The Consequences of China’s Rising Global Heavyweights
Competing in China is the only option for multinationals that want to build or preserve their global position.
Since Huawei Technologies Co. Ltd., the Chinese network equipment maker, bid for a minority stake in Massachusetts-based networking equipment producer 3Com Corp. in September 2007, the deal has encountered resistance from U.S. regulators concerned about foreign access to intrusion protection technology supplied by 3Com to the Pentagon and other organizations. Huawei recently withdrew its merger application, and both companies say they are reviewing their options. Meanwhile, it’s worth stepping back and asking a broader business question: How did Huawei get here? The trajectory of one of China’s leading technology companies is a story in its own right — and one that points to the emergence of China’s middle market as the staging ground for a new set of global competitors.
Historically, multinationals zeroed in on China’s premium market, where global competitors could earn decent margins. But the playing field over the last few years has changed rapidly. Multinationals sticking with a premium-only strategy are increasingly under attack from emerging Chinese champions with compelling “good-enough” offerings — good-enough products at prices low enough to attract China’s fast growing enterprise customers and midlevel consumers.
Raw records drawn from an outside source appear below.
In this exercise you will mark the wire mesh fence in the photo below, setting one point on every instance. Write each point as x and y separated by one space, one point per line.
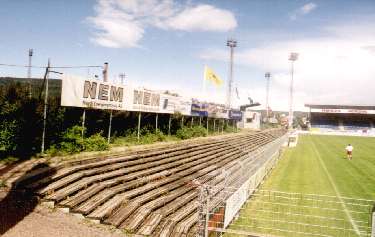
275 213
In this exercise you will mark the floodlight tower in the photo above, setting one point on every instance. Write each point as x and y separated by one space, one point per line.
122 77
232 44
292 58
29 70
267 75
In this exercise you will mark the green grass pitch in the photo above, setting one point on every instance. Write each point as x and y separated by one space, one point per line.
318 166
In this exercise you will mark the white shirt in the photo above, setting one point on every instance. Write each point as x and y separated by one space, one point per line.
349 148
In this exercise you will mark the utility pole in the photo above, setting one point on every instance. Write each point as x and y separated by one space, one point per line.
292 58
267 75
232 44
29 71
105 72
45 107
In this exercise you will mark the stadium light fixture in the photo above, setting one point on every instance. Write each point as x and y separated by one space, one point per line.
267 76
232 44
292 58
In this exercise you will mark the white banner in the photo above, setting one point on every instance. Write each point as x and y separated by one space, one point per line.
183 106
143 100
86 93
343 111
Indeed, China’s middle market today is growing faster than the premium and low-end segments combined. A full 80% of all televisions and washing machines sold in China, for instance, are good-enough brands.
Huawei has used this trend to its advantage, rising from the low end of the market for telecom network equipment to become one of the top global players. Established in 1988, Huawei has consistently invested 10% of its sales in research and development. It developed its own products to penetrate new segments in China and forged technical alliances to further broaden its product mix. With government support, Huawei helped consolidate the domestic market, gaining massive scale in the process.
The company now controls 14% of the local market for telecom networks. Firmly established at home, Huawei has built its brand and reputation with global customers by pursuing top tier customer contracts, establishing 12 R&D centers around the world, developing next-generation technologies and partnering with global brands including 3Com. It consistently has taken advantage of its low-cost China-based R&D and engineering resources by leveraging its ability to outsource some of its manufacturing processes to other players in China.
A little more than a decade ago, Huawei was simply a regional company in a local market that few multinationals had considered important.